GitHub Resets Passwords After Mass-scale Brute-force Attack

GitHub is telling users that it's now requiring them to be more responsible in their password choices
GitHub is telling users that it's now requiring them to be more responsible in their password choices

Brute-forcing, where perpetrators use automated software to methodically attempt to access online accounts using commonly used or easily guessed passwords (i.e., the account-holder’s name plus “123”), is not uncommon. But the GitHub attack is notable for its scale: it was carried out from almost 40,000 different IP addresses, which were used to slowly test for weak passwords or those passwords used on multiple sites (always a common foible for end users).

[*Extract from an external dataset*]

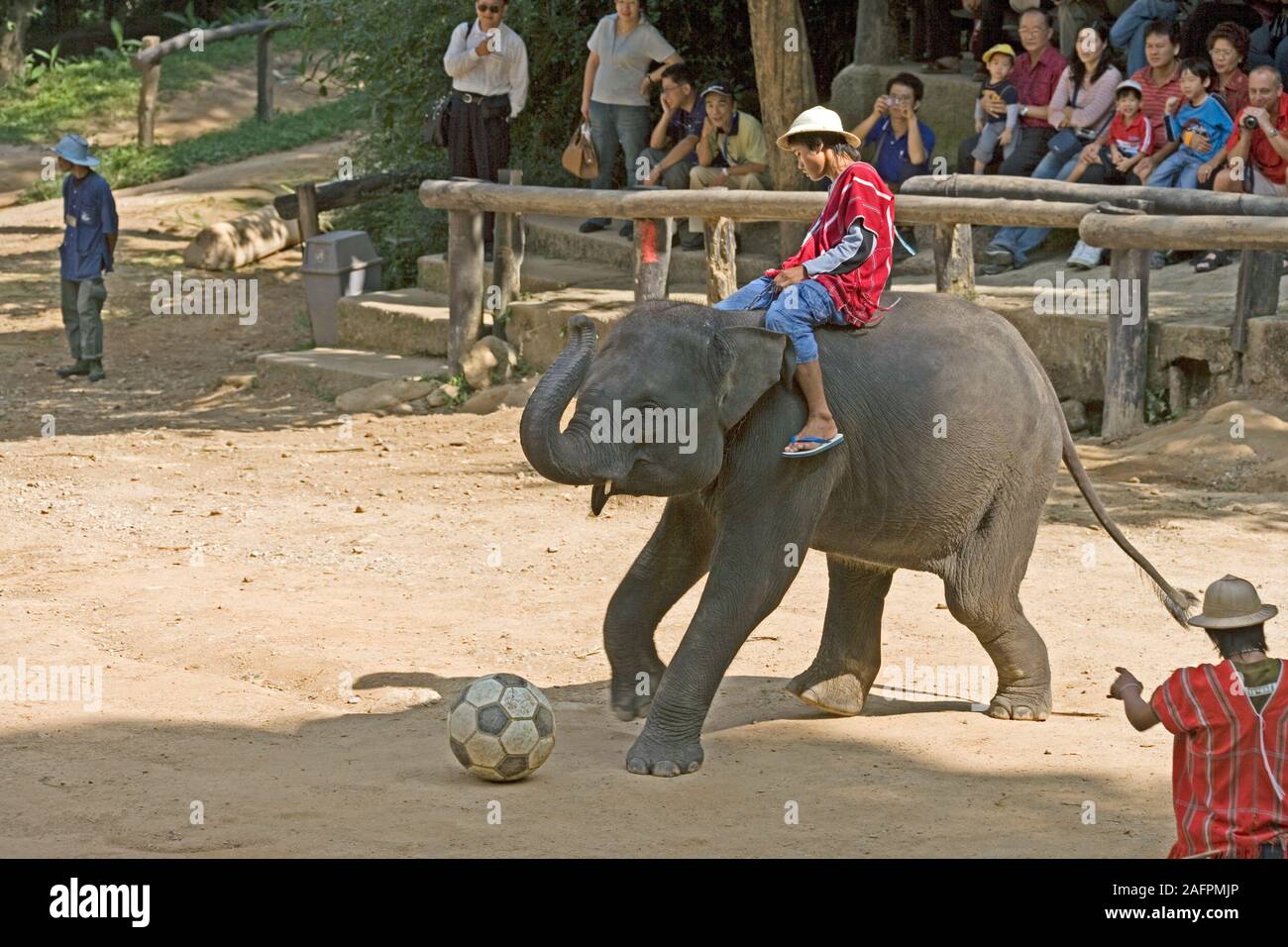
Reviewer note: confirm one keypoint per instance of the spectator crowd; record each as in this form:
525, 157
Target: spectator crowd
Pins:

As a result, the company is telling users that it's now requiring them to be more responsible in their password choices. “While we aggressively rate-limit login attempts and passwords are stored properly, this incident has involved the use of nearly 40K unique IP addresses,” explained GitHub security manager Shawn Davenport, in a blog. “We are working on additional rate-limiting measures to address this. In addition, you will no longer be able to login to GitHub.com with commonly-used weak passwords.”

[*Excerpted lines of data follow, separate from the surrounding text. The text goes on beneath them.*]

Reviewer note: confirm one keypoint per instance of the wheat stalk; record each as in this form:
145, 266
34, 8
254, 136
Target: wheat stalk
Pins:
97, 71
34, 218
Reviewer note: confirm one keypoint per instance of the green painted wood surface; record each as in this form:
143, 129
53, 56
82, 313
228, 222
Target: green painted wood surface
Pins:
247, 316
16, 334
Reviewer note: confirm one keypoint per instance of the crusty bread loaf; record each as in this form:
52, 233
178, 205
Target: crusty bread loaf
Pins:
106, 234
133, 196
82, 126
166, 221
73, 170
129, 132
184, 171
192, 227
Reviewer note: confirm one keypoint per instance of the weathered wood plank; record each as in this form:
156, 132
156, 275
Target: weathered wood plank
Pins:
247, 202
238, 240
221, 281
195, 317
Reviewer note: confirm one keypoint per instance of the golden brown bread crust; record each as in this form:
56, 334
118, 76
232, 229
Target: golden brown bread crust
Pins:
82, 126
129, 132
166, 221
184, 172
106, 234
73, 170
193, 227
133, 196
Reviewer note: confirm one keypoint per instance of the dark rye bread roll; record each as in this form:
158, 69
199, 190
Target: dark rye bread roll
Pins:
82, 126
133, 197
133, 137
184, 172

GitHub sent an email to users with compromised accounts, alerting them that their passwords have been reset. Also, their personal access tokens, OAuth authorizations and SSH keys have all been revoked.

Affected users will need to create a new, strong password and review their account for any suspicious activity. GitHub’s security history page logs important events involving a user’s account. If the user had a strong password or GitHub's two-factor authentication enabled, any attempts to access the account that have failed could show up there.

Also, out of what Davenport calls “an abundance of caution,” some user accounts may have been reset even if a strong password was being used. That will be the case if activity on these accounts showed logins from IP addresses involved in the incident.

“This investigation is ongoing and we will notify you if at any point we discover unauthorized activity relating to source code or sensitive account information,” Davenport added. “This is a great opportunity for you to review your account, ensure that you have a strong password and enable two-factor authentication.”

Password strength is an ongoing conundrum for the industry as users and services try to find a happy medium between security and fomenting headaches – remembering a 10-digit alphanumeric random password that changes every 90 days is not something most consumers can do, resulting in either a sticky-note approach or the “email it to yourself” method – neither of which are particularly secure either.

GitHub is not alone however in requiring strong passwords: Blackberry, Gmail and Hotmail all banned weak passwords last year.